Statistical outliers are data points that are far removed and numerically distant from the rest of the points. Outliers occur frequently in many statistical analyses and it is important to understand them and their occurrence in the right context of the study to be able to deal with them.
An outlier can be a chance phenomenon, measurement error or due to an experimental error. It can also occur in special cases that have a heavy tail distribution, in which cases the assumption of a normal distribution may not hold.
Certain statistical estimators are able to deal with statistical outliers and are robust, while others cannot deal with them. A typical example is the case of a median, that can deal with outliers well, since it would not matter whether the extreme point is far away or near the other data points, as long as the central value is unchanged.
The mean, on the other hand, is affected by outliers as it increases or decreases in value depending on the position of the outlier.
One should be careful while dealing with outliers and not mistake them for experimental errors or exceptions at all times. outliers can indicate a different property and may indicate that they belong to a different population.
Many times, outliers should be given special attention till their cause is known, which is not always random or chance. Therefore a study needs to be made before an outlier is discarded.
Statistical outliers are common in distributions that do not follow the traditional normal distribution. For example, in a distribution with a long tail, the presence of statistical outliers is more common than in the case of a normal distribution.

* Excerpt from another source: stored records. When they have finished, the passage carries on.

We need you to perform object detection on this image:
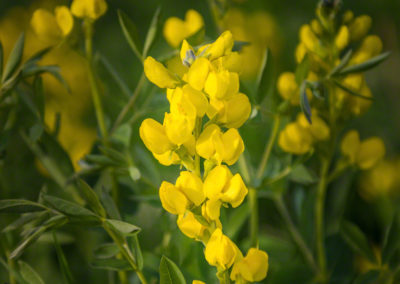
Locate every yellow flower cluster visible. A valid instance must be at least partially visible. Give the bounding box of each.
[31,6,74,42]
[139,31,268,283]
[341,130,386,170]
[278,109,330,155]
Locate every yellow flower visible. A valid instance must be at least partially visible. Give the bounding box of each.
[335,26,350,50]
[350,35,382,64]
[54,6,74,36]
[139,118,174,154]
[164,111,196,146]
[144,56,179,89]
[207,93,251,128]
[71,0,107,20]
[206,31,234,60]
[300,25,319,52]
[204,228,238,270]
[231,248,268,282]
[175,171,206,206]
[163,10,204,47]
[349,15,372,41]
[176,211,206,239]
[203,166,248,208]
[196,124,244,165]
[341,130,386,170]
[31,6,74,42]
[187,57,210,91]
[204,70,239,100]
[278,72,300,105]
[278,122,313,155]
[201,200,222,221]
[159,181,189,214]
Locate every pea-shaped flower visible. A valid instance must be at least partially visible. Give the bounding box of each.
[231,248,268,282]
[143,56,179,89]
[203,165,248,207]
[341,130,386,170]
[71,0,107,20]
[159,181,189,214]
[139,118,174,154]
[176,211,206,239]
[204,228,238,270]
[175,171,205,206]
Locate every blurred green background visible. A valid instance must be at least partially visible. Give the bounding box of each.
[0,0,400,283]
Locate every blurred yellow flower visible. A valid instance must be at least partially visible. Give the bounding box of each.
[71,0,107,20]
[231,248,268,282]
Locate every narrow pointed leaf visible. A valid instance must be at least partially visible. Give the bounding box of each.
[2,33,25,83]
[143,7,161,58]
[340,221,376,263]
[118,10,143,61]
[255,48,274,104]
[18,260,44,284]
[337,52,390,76]
[0,199,48,213]
[160,255,186,284]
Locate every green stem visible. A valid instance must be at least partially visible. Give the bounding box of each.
[84,19,108,140]
[249,188,258,248]
[315,158,330,282]
[110,73,146,134]
[274,195,318,271]
[256,115,281,180]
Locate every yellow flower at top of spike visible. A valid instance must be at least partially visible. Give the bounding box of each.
[71,0,107,20]
[31,6,74,42]
[163,10,204,47]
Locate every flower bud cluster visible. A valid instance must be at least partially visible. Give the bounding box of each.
[139,31,268,283]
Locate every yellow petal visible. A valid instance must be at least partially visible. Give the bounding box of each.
[139,118,174,154]
[175,171,206,206]
[159,181,189,214]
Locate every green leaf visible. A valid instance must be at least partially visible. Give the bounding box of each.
[289,165,318,184]
[90,258,132,271]
[105,219,140,236]
[53,232,75,284]
[337,52,390,76]
[340,221,376,263]
[100,188,121,220]
[42,194,97,219]
[9,215,68,259]
[118,10,143,61]
[93,243,119,259]
[332,80,374,101]
[300,82,312,124]
[295,55,310,86]
[160,255,186,284]
[0,199,49,213]
[78,179,106,217]
[22,64,71,93]
[18,260,44,284]
[382,212,400,263]
[255,48,274,104]
[143,7,161,58]
[129,234,144,270]
[328,49,353,77]
[2,33,25,83]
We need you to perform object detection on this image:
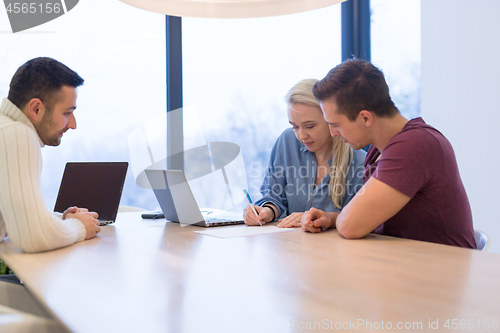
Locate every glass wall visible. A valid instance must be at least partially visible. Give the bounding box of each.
[370,0,421,119]
[0,0,166,209]
[182,5,341,208]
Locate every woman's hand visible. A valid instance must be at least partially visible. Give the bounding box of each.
[278,213,304,228]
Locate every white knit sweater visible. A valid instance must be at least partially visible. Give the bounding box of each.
[0,98,85,252]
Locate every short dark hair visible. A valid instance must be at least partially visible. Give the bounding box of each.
[7,57,83,110]
[313,59,399,121]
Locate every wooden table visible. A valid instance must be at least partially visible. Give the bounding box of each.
[0,213,500,333]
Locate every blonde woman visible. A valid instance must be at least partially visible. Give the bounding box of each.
[244,79,366,227]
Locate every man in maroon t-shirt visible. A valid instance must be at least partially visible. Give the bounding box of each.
[301,59,476,248]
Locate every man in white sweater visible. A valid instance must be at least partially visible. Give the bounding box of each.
[0,58,100,252]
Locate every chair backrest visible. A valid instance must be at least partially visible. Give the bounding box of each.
[474,230,491,251]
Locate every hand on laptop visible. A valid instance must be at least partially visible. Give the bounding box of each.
[62,206,89,220]
[63,206,101,239]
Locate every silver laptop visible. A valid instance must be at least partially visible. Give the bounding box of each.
[54,162,128,225]
[145,170,244,227]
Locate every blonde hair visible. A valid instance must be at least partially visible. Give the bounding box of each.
[285,79,353,209]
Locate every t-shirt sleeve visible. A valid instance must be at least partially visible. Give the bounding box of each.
[372,130,440,198]
[255,131,288,218]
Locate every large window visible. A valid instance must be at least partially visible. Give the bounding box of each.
[182,5,341,208]
[0,0,166,209]
[370,0,421,119]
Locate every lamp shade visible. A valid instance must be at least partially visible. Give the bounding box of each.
[120,0,346,18]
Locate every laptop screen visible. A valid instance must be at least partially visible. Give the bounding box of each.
[54,162,128,221]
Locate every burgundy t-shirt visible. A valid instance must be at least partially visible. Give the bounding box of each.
[363,118,476,249]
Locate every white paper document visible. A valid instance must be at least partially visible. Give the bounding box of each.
[195,225,300,238]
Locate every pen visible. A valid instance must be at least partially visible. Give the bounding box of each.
[243,190,262,227]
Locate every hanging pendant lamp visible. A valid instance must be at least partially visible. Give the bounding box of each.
[120,0,346,18]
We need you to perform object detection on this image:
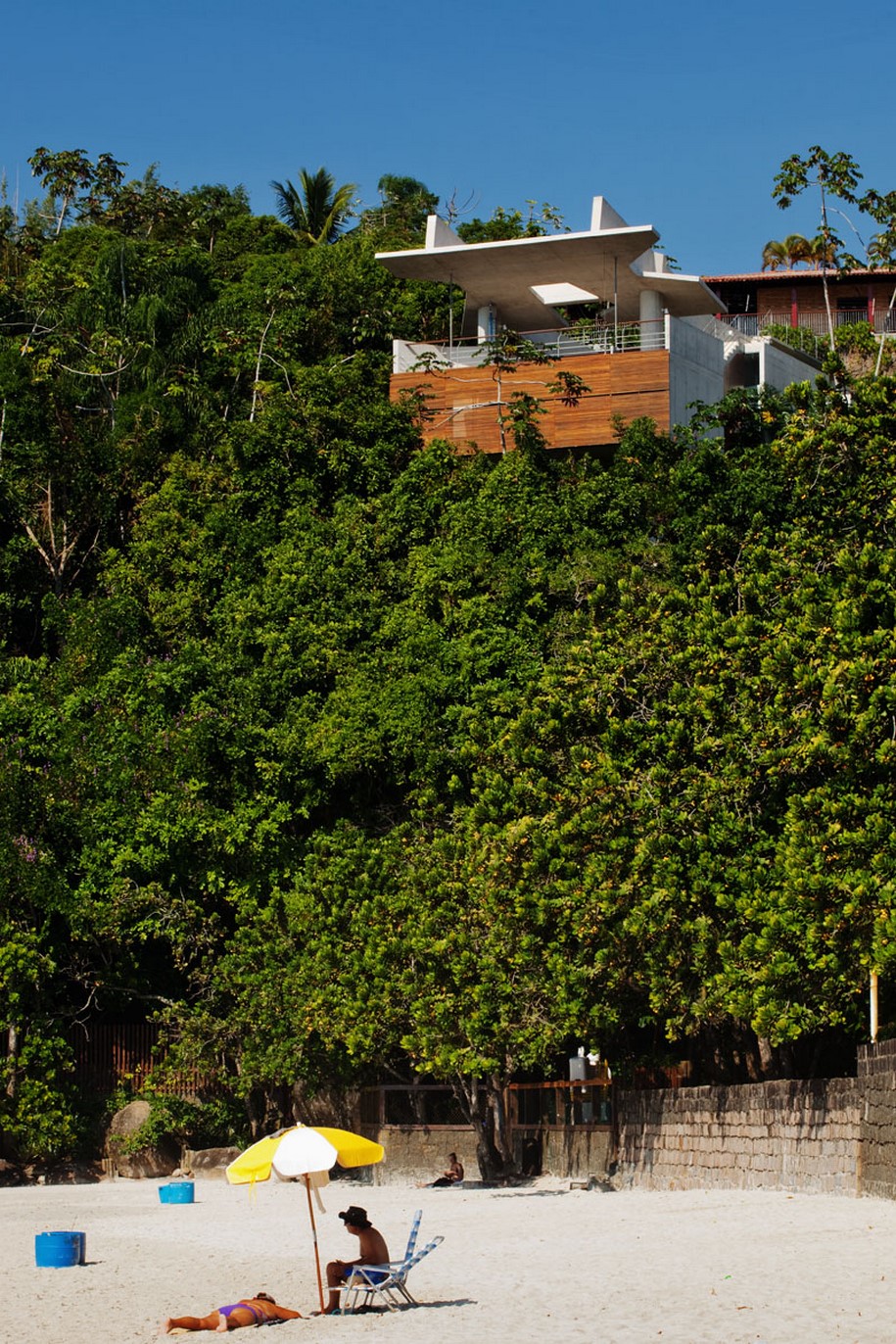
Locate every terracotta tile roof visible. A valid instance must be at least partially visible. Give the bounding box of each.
[700,268,896,285]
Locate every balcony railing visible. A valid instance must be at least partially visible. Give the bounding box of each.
[723,305,896,336]
[394,317,666,373]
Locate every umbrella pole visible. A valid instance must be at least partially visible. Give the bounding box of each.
[305,1174,326,1312]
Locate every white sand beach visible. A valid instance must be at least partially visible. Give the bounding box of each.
[7,1180,896,1344]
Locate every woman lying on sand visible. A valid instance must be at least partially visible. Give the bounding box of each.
[163,1293,301,1334]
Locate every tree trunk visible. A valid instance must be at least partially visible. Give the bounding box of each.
[451,1074,514,1180]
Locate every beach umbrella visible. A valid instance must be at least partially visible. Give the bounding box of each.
[225,1125,386,1311]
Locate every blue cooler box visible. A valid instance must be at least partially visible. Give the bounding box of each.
[159,1180,194,1204]
[33,1232,87,1269]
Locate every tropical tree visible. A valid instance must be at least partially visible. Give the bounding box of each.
[271,168,354,246]
[771,145,863,351]
[762,234,820,270]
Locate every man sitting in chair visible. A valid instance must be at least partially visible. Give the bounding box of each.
[324,1204,388,1316]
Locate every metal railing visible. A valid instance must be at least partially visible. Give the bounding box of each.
[723,305,896,336]
[397,317,666,372]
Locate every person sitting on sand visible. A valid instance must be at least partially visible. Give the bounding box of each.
[324,1204,388,1316]
[422,1153,463,1189]
[163,1293,301,1334]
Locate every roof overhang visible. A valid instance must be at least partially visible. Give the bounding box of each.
[376,198,720,332]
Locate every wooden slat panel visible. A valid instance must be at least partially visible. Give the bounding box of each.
[391,351,669,453]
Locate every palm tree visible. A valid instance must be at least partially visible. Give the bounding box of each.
[271,168,354,245]
[762,238,787,270]
[762,234,817,270]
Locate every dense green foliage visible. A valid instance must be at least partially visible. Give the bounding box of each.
[0,152,896,1155]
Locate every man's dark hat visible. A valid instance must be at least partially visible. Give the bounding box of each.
[339,1204,371,1227]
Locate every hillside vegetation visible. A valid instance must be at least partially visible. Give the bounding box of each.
[0,154,896,1163]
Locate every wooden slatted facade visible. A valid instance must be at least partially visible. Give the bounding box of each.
[391,350,671,453]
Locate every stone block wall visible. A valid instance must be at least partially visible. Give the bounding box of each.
[615,1078,863,1193]
[859,1040,896,1199]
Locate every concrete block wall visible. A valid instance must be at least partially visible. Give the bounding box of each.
[859,1040,896,1199]
[615,1078,863,1193]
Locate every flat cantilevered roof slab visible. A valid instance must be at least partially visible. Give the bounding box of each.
[376,198,719,333]
[376,225,658,331]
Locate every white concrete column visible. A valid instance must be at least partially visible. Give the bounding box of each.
[476,304,495,344]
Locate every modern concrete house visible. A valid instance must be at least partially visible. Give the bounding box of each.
[377,196,818,453]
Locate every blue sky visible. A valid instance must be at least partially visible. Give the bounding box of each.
[0,0,896,274]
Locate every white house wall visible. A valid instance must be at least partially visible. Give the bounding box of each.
[747,337,821,391]
[666,315,726,425]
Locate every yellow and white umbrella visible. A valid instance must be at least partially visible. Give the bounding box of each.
[225,1125,386,1311]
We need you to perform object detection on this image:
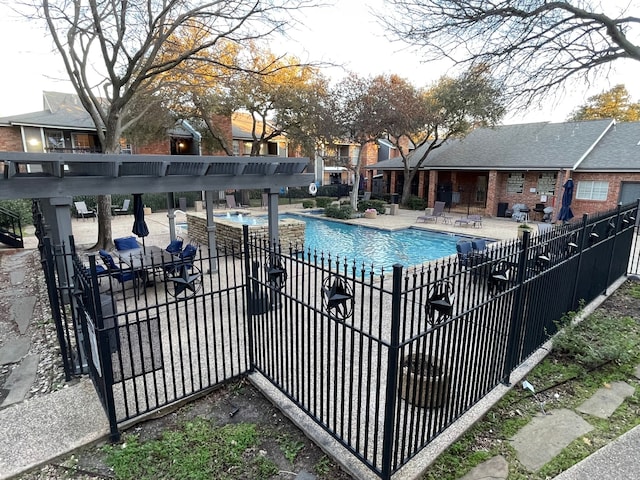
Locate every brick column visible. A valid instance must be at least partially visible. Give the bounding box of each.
[484,170,498,217]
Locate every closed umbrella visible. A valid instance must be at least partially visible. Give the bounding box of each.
[558,179,573,223]
[131,193,149,249]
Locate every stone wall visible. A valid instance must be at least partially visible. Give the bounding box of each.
[187,213,306,249]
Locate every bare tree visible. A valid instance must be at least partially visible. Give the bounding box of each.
[331,73,392,209]
[379,0,640,105]
[25,0,311,248]
[568,85,640,122]
[377,67,505,204]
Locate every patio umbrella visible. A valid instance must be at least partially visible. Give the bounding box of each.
[131,193,149,250]
[558,179,573,223]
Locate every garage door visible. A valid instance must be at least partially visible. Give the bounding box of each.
[620,182,640,205]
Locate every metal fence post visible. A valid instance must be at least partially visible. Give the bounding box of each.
[502,231,531,385]
[41,237,73,382]
[604,203,622,295]
[87,255,120,442]
[571,213,589,309]
[242,225,255,372]
[381,264,402,479]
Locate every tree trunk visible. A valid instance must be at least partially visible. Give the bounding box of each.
[92,195,113,250]
[400,169,416,205]
[92,127,121,250]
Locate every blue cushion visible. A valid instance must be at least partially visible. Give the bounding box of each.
[165,240,182,253]
[113,237,140,250]
[180,244,198,259]
[98,250,118,270]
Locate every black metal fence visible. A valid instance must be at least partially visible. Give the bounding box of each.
[0,207,24,248]
[246,201,637,478]
[44,238,249,438]
[43,205,638,478]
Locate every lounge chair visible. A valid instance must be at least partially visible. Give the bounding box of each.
[471,238,487,254]
[456,240,489,268]
[453,215,482,228]
[164,243,198,276]
[538,223,553,235]
[416,202,450,223]
[111,198,131,215]
[467,215,482,228]
[73,201,96,219]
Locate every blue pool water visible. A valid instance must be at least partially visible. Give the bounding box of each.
[282,215,460,271]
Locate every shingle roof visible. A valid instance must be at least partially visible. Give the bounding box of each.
[0,92,95,130]
[577,122,640,172]
[368,119,613,170]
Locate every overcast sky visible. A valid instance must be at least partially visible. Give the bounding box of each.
[0,0,640,123]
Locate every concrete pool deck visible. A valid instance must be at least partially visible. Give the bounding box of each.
[32,204,539,253]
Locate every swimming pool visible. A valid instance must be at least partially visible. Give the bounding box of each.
[281,214,461,271]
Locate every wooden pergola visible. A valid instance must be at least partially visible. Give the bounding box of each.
[0,152,314,270]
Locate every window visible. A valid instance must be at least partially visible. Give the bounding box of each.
[538,172,558,195]
[576,180,609,200]
[44,130,64,151]
[507,173,524,193]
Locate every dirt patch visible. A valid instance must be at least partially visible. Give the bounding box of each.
[18,381,352,480]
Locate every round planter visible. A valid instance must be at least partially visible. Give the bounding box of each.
[399,353,449,408]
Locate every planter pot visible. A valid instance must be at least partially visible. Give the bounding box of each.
[399,353,449,408]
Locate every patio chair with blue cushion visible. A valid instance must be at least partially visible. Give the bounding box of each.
[98,250,144,292]
[164,243,198,275]
[164,237,184,256]
[111,198,131,215]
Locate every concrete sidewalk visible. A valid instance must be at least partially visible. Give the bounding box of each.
[0,378,109,479]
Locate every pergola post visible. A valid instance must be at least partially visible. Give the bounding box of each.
[204,190,218,272]
[167,192,176,240]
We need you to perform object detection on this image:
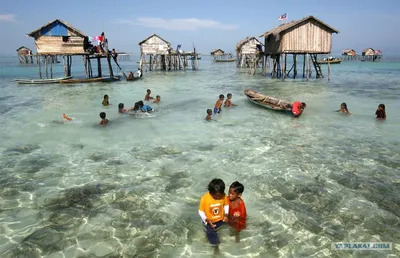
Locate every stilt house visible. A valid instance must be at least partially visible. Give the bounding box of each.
[260,16,339,79]
[139,34,198,71]
[17,46,33,64]
[28,19,119,82]
[235,37,263,74]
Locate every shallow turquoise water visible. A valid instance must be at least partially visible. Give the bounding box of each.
[0,57,400,257]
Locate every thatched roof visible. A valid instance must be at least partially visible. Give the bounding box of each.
[139,33,171,45]
[342,48,356,53]
[363,47,375,53]
[15,46,32,51]
[28,19,87,37]
[260,16,339,38]
[235,37,264,51]
[211,48,225,55]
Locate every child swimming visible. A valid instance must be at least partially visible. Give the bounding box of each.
[228,181,247,242]
[118,103,126,114]
[375,104,386,119]
[336,102,350,114]
[206,109,212,121]
[214,94,225,114]
[224,93,237,107]
[99,112,108,125]
[153,95,161,103]
[101,94,110,106]
[144,89,153,100]
[199,178,229,249]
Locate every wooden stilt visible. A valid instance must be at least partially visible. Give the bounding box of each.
[37,55,42,79]
[97,57,103,77]
[50,55,53,79]
[44,56,49,79]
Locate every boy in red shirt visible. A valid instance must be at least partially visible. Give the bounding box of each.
[228,181,247,242]
[199,178,229,251]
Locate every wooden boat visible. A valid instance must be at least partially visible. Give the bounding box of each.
[60,76,121,83]
[125,77,143,81]
[244,90,292,114]
[215,58,236,63]
[317,58,343,64]
[15,76,72,84]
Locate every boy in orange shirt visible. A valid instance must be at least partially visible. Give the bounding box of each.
[199,178,229,248]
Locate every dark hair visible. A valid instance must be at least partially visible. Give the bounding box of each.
[229,181,244,194]
[133,102,140,111]
[207,178,225,194]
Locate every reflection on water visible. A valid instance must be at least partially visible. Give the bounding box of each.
[0,57,400,257]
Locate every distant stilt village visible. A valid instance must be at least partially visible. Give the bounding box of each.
[16,16,382,83]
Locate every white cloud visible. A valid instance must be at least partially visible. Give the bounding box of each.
[0,14,15,22]
[115,18,238,30]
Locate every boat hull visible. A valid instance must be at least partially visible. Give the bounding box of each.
[215,58,236,63]
[244,90,292,114]
[60,76,121,84]
[15,76,72,84]
[317,60,342,64]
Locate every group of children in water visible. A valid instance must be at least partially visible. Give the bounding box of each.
[91,89,161,125]
[336,102,386,120]
[206,93,237,121]
[199,178,247,249]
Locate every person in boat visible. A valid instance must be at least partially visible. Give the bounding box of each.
[153,95,161,103]
[118,103,126,114]
[99,112,108,125]
[292,101,307,117]
[63,114,72,121]
[375,104,386,120]
[224,93,236,107]
[139,101,153,113]
[228,181,247,242]
[214,94,225,115]
[206,109,212,121]
[101,94,111,106]
[111,48,118,60]
[336,102,350,114]
[144,89,153,101]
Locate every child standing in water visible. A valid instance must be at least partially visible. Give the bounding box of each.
[375,104,386,119]
[99,112,108,125]
[199,178,229,251]
[224,93,237,107]
[144,89,153,100]
[214,94,225,115]
[102,94,110,106]
[228,181,247,242]
[336,102,350,114]
[206,109,212,121]
[153,95,161,103]
[118,103,126,114]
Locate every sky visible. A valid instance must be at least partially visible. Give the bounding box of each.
[0,0,400,55]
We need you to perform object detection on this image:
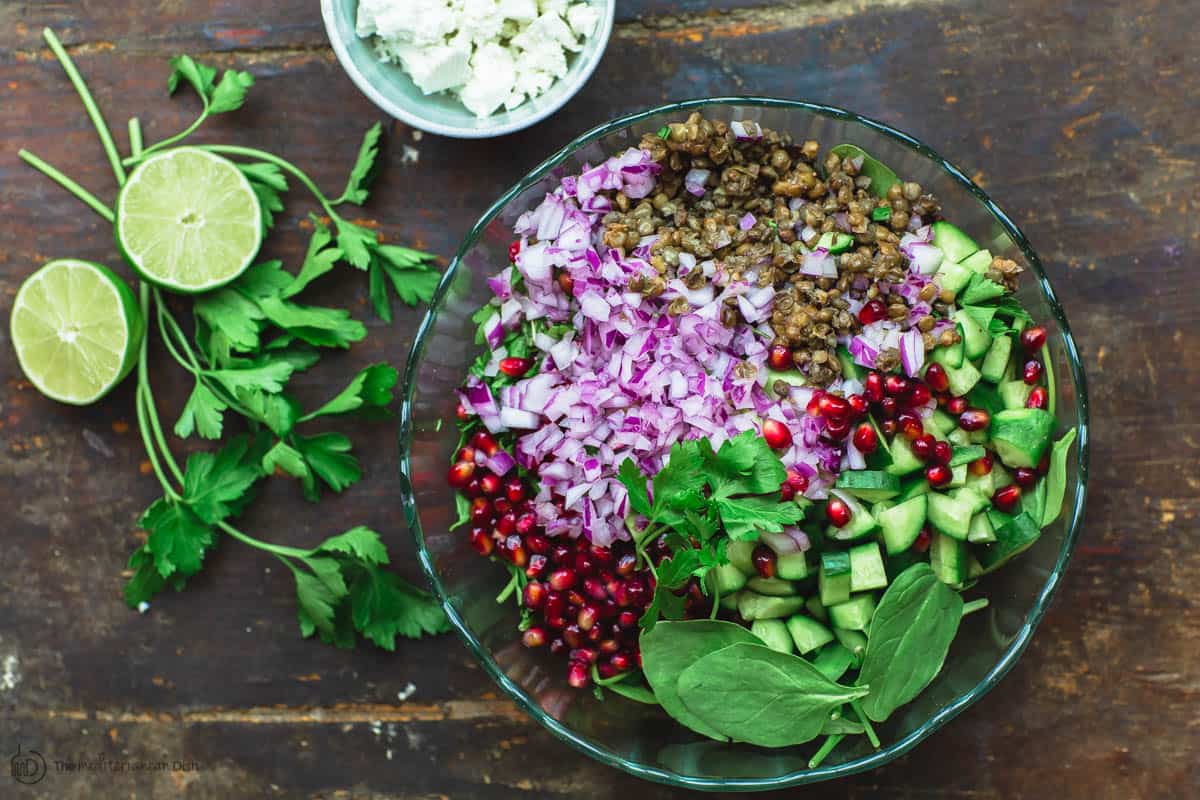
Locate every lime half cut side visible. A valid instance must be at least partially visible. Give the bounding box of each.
[116,148,263,294]
[12,260,145,405]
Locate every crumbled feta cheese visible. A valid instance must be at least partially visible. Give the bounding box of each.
[356,0,600,116]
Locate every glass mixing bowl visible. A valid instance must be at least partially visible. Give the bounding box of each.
[400,97,1088,792]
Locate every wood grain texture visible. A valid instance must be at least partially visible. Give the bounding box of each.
[0,0,1200,800]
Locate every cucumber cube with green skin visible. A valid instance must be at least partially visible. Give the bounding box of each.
[979,511,1042,572]
[954,308,991,359]
[934,221,979,264]
[829,593,875,631]
[725,541,758,575]
[979,336,1013,384]
[928,492,971,541]
[836,469,900,503]
[929,534,970,587]
[820,552,850,606]
[750,619,792,654]
[984,410,1056,472]
[880,496,931,555]
[967,513,996,545]
[1000,380,1033,410]
[738,592,806,621]
[704,564,746,597]
[850,542,888,593]
[787,614,834,656]
[746,576,798,597]
[961,249,991,275]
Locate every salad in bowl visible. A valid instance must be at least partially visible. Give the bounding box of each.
[406,98,1086,788]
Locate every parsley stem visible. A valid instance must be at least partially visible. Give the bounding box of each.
[42,28,125,185]
[17,150,116,224]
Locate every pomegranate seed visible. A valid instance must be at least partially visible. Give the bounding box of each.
[853,422,880,455]
[824,420,850,441]
[858,297,888,325]
[912,528,934,553]
[499,356,533,378]
[470,528,496,555]
[991,483,1021,513]
[767,344,792,372]
[959,408,991,431]
[925,363,950,392]
[446,461,475,489]
[967,456,991,477]
[566,662,592,688]
[1021,359,1042,386]
[826,498,851,528]
[526,554,548,585]
[750,545,776,578]
[846,395,871,420]
[911,433,937,461]
[548,570,575,591]
[925,464,954,488]
[817,393,850,420]
[883,375,912,397]
[1021,325,1046,353]
[1013,467,1038,489]
[863,372,883,403]
[762,420,792,450]
[905,383,934,408]
[470,431,500,457]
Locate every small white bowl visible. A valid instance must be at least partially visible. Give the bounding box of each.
[320,0,617,139]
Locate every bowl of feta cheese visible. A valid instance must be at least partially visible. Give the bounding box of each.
[320,0,616,139]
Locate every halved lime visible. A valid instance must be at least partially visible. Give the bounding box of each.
[116,148,263,294]
[11,259,145,405]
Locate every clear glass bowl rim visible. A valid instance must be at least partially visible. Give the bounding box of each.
[400,96,1090,792]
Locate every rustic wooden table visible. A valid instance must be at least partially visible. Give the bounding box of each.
[0,0,1200,800]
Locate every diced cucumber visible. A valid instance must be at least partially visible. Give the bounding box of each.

In case of a normal distribution, it is easy to see that at random, about 1 in 370 observations will deviate by more than three times the standard deviation from the mean. This ratio decreases drastically for more distant values. Therefore if there is a more than frequent case of data away from the mean, then the cause needs to be examined.
For example, if out of 1000 data points, 5 points are at a distance of four times the standard deviation or more, then these outliers need to be examined.